Microsoft’s cloud first, mobile first challenge
Microsoft shows an ability to reinvent itself. On his first day in the job, incoming CEO Satya Nadella told employees:
“Our job is to ensure that Microsoft thrives in a mobile and cloud-first world.”
Microsoft has repeated those words, rearranged as cloud first, mobile first many times since. It used them as a slogan when launching the iPad version of Office.
While the phrase sounds good, it leaves questions. Not least: what does Microsoft mean and how can two things be first?
Cloud computing and mobile computing are not distinct categories but two aspects of the same idea:
- Cloud is about abstracting data, intelligence and services from place and device.
- Mobile is the means of accessing data, intelligence and services. To a degree that means devices. Mobile can include phones, tablets, laptops and anything falling into the gaps between.
Modern work now revolves around mobile and cloud computing. Nadella’s statement acknowledges that. When Microsoft says cloud first, mobile first, it is telling us it has repositioned its business in light of the new reality.
In other words Microsoft understands the challenge. So do Microsoft’s rivals: Apple, Google and Amazon.
Apple dominates mobile. The iPhone and iPad redefined mobility while the MacBook Air set the laptop standard. Outside Apple’s world it looks as if it under-performs in cloud computing. That’s not how Apple customers view iCloud.
Google’s mobile play is Android. Most smartphone users and many tablet users get mobility through Google’s operating system.

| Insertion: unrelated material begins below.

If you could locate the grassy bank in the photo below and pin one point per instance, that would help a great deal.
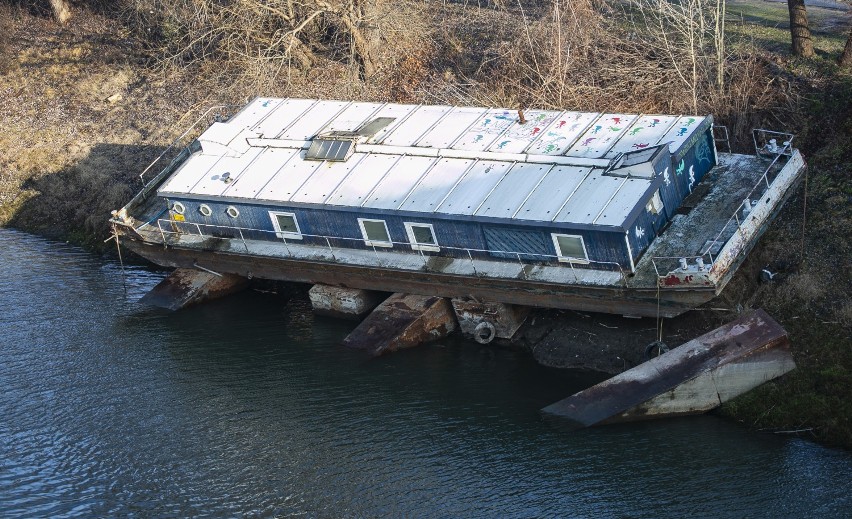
(85, 107)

Google’s cloud-based apps are their productivity tools.
Amazon‘s mobile device move floundered, it towers over all-comers in enterprise cloud services.
Microsoft is strong in cloud services. Compared to Amazon it is still small in enterprise cloud, but it is expanding fast and has a solid lead in consumer cloud. Office 365 plus Azure is a powerful combination.

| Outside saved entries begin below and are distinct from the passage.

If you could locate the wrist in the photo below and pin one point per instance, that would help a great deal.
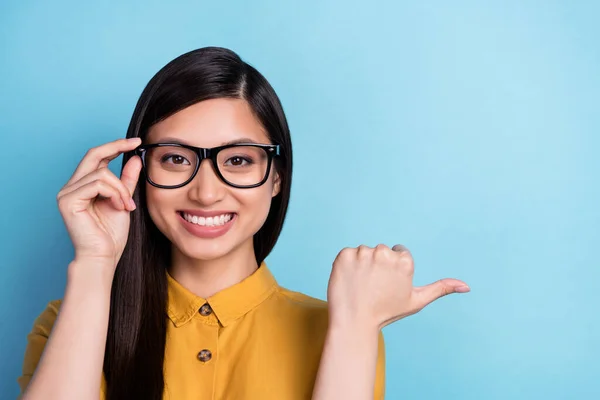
(362, 327)
(96, 273)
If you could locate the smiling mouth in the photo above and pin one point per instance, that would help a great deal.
(215, 221)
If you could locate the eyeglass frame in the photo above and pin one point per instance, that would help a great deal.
(203, 153)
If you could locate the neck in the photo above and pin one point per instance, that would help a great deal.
(205, 278)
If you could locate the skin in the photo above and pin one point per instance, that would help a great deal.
(368, 289)
(206, 266)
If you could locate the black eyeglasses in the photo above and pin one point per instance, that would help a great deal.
(173, 165)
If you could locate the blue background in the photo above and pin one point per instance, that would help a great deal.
(467, 131)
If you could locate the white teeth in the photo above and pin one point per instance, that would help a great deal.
(210, 221)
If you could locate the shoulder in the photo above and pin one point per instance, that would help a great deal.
(298, 309)
(36, 341)
(301, 301)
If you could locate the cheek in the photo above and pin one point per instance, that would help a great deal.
(256, 205)
(156, 200)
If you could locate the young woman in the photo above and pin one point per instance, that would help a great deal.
(168, 295)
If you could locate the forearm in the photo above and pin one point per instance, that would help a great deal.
(71, 365)
(348, 364)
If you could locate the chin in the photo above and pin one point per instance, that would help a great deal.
(204, 251)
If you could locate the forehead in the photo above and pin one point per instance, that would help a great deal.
(210, 123)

Apple and Google compete head on with Microsoft’s Office, OneDrive and Skype. They give services away for free while Microsoft is still in the business of selling software licences. That’s tough when competitors own the cloud and mobile parts of their technology stacks.
All this explains why in a cloud first, mobile first world Microsoft has no choice but to move into devices. Long term it needs to move from selling software licences to selling cloud and mobile focused technology.
Update 2024: Looking back, Microsoft's "cloud first, mobile first" transformation proved remarkably successful.
Azure became the world's second-largest cloud platform behind AWS, Office 365 subscriber numbers exceeded 400 million and Microsoft's market capitalisation grew from around $300 billion in 2014 to over $3 trillion.
The company did move into devices with the Surface line, though it eventually exited the mobile phone business entirely, instead focusing on delivering Microsoft services across iOS and Android. The shift from selling software licenses to cloud subscriptions became the company's dominant business model.